Жилин, раздвинув его волосы, целует Игоря в лоб, и осторожно укладывает к себе на колени.
— Понимаешь, я безумно его любил еще с тех пор, когда он таскался с грязным лицом и в рваной фуфайке. Бегал за ним как подстреленный по лесам и болотам. А что теперь? Будет по мне топтаться вот этими длинными ногами, ей-богу даже не ойкну. Не пискну, не поморщусь. Мол, дорогой Игорь Натальевич, потопчись по мне еще.
Полковник приподнимает его под руки — и глубоко целует в губы, мягко надавив ладонями ему на затылок. Игорь удивленно смотрит ему в глаза, часто моргая.
— Игорь от слова ИГО. Османское. Посмотри в его чернющие невыносимые глаза, дорогой друг.
* * *
Предвечерние часы медленно текут среди пышущих жаром полей и дорог, когда предметы постепенно теряют резкость и четкость. Когда мокрый камень лежит на берегу реки – и слепит глаза луговых птиц плоским квадратным прожектором.
— Там речка, речка! Пошли, погуляем. — просит Игорь.
— Нет там никакой реки.
Они втроем выходят из машины. За высокой акацией действительно оказалась река.
Инженер стоял чуть в стороне от них.
Жилин стоял чуть позади Игоря. Смотрел до рези в глазах на его узкие плечи — и испытывал невероятную жажду, невероятную нужду в Игоре. А протянуть руку можно и нельзя одновременно.

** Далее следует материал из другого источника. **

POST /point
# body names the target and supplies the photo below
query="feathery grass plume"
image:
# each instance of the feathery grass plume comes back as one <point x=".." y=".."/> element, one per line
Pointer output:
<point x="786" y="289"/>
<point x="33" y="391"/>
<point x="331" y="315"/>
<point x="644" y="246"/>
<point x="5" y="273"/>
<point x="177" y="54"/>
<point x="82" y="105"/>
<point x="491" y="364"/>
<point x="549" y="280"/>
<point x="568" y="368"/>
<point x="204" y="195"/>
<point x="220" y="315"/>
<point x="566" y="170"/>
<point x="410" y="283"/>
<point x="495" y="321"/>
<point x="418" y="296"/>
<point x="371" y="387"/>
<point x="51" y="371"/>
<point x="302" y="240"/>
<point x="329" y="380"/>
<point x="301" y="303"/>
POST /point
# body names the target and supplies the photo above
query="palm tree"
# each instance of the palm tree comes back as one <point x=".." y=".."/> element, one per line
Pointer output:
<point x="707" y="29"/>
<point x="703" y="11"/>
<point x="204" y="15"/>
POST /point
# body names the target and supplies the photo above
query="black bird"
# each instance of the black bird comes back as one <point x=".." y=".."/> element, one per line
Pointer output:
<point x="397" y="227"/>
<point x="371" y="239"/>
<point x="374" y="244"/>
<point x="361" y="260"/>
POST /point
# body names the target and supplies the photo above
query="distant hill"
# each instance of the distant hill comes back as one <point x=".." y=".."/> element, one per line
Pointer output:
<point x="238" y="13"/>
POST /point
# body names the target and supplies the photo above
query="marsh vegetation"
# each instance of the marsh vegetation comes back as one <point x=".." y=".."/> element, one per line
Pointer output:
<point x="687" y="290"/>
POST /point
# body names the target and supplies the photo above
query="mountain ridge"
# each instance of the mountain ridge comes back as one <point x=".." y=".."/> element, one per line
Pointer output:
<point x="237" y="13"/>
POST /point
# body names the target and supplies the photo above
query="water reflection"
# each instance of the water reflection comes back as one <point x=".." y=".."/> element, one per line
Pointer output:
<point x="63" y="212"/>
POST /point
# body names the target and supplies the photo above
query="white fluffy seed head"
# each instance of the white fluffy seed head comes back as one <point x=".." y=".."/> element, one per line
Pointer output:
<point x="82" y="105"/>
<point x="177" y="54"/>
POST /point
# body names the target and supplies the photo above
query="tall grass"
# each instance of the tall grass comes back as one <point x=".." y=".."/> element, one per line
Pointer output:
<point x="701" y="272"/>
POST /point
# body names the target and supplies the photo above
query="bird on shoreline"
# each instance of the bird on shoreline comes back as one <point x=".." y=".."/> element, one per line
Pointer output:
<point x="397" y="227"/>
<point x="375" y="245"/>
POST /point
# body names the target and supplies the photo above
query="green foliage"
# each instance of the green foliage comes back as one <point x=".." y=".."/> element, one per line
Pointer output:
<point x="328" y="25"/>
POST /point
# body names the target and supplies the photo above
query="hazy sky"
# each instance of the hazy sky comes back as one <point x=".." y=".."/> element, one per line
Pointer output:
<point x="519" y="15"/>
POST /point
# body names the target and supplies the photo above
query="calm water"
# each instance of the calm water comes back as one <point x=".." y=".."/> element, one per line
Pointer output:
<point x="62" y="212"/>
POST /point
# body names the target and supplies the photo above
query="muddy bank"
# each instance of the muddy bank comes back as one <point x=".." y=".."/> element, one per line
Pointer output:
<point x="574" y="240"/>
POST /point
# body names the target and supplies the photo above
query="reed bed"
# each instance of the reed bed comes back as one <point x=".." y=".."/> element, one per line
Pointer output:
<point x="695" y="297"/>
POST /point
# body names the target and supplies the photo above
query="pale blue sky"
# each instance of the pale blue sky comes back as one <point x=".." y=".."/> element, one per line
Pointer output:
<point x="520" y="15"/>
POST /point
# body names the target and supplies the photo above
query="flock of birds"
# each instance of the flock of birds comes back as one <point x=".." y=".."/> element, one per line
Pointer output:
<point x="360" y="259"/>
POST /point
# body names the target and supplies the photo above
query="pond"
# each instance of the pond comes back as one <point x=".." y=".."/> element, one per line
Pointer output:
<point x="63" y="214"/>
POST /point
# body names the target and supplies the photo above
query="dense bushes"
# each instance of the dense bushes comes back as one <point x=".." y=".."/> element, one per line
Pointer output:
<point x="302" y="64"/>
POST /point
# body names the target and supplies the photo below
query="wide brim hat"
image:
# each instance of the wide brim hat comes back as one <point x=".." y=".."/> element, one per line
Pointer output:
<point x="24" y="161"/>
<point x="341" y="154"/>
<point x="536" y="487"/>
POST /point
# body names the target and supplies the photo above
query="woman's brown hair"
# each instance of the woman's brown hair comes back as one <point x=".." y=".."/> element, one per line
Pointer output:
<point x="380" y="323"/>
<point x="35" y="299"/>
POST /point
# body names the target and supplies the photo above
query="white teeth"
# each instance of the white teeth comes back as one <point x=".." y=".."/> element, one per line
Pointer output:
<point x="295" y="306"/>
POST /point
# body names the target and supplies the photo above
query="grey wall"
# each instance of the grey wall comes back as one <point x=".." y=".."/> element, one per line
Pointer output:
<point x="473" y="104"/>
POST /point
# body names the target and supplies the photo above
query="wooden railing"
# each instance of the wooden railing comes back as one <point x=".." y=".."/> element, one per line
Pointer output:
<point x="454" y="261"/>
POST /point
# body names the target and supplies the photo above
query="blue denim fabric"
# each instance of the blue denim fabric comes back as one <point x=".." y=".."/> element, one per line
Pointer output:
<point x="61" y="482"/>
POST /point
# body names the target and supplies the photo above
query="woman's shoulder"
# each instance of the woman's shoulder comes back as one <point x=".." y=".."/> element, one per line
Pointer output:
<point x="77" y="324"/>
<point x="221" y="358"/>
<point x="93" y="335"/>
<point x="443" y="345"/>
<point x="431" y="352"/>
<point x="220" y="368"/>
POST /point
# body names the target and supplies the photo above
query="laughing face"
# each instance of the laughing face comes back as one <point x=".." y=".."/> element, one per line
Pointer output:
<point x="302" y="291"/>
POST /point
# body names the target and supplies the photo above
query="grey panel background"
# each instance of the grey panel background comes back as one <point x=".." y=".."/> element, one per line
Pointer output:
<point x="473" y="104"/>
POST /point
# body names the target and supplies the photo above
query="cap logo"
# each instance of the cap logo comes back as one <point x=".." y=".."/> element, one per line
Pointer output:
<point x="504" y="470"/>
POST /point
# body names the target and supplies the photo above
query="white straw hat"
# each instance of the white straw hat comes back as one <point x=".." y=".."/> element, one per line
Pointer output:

Из-за косматых буро-зеленых кустов показался белый лебедь. Следом показался такой же белый. И они медленно поплыли по солнечной дороге вдаль — в сторону заката. Жилин вдруг переменился в лице, его нижняя губа дрогнула.
— Угомонись, Жилин. Это лебеди, а это — мы. Я с тобой навсегда.
Глаза полковника блеснули от слез, он отворачивался, старался быть сильным, но этот факт не укрылся от всевидящих глаз Игоря.
Дикий лесной бог быстро воткнул мента в свое плечо, загородил фуражкой, чтобы тот стоял и успокаивался.
— Видишь, какой у меня ненормальный мент, Инженер. Фуражка что ли у него радиоактивная? Дослужился блядь до шизухи. Во всем видит знаки, что я хочу его бросить.
В эти секунды закапал теплый дождь, а когда они уходили, небо озарилось звонкой, широкой радугой.
Жилин смеялся и плакал одновременно.
— Обломайся ты, Катамаранов. Видишь — твоя Природа благословляет меня. Она на моей стороне. Я теперь под защитой сил природы.
Разнотравье оживало буквально на глазах.
Или всегда было живым.
— Ну что ж, на сегодня хватит нам впечатлений. Правда, Игорь? — подмигнул Сергей.
И тут словно зашумел Океан.
А Жилин незримо дирижировал им — и загадочно улыбался.
Инженер за сегодня сто раз уже сошел с ума с этими двоими.
Разнотравье, раскинутое вдаль на километры, ударило в нос запахом цветов, заглушило голоса птиц, вылилось у ног шумным океаном. Высокие колоски метались от теплого ветра, хлестали им щиколотки — и будто обнимали их тела.
И они пошли по океану трав к щуплому зеленому «Москвичу» у дороги. Такие разные, но навсегда родные: метросексуал, инженер и мент.
— Поехали уже, я докину вас домой, ненормальные бешеные мои. Приезжайте к нам с Особой в гости. Через пять месяцев у нас пополнение.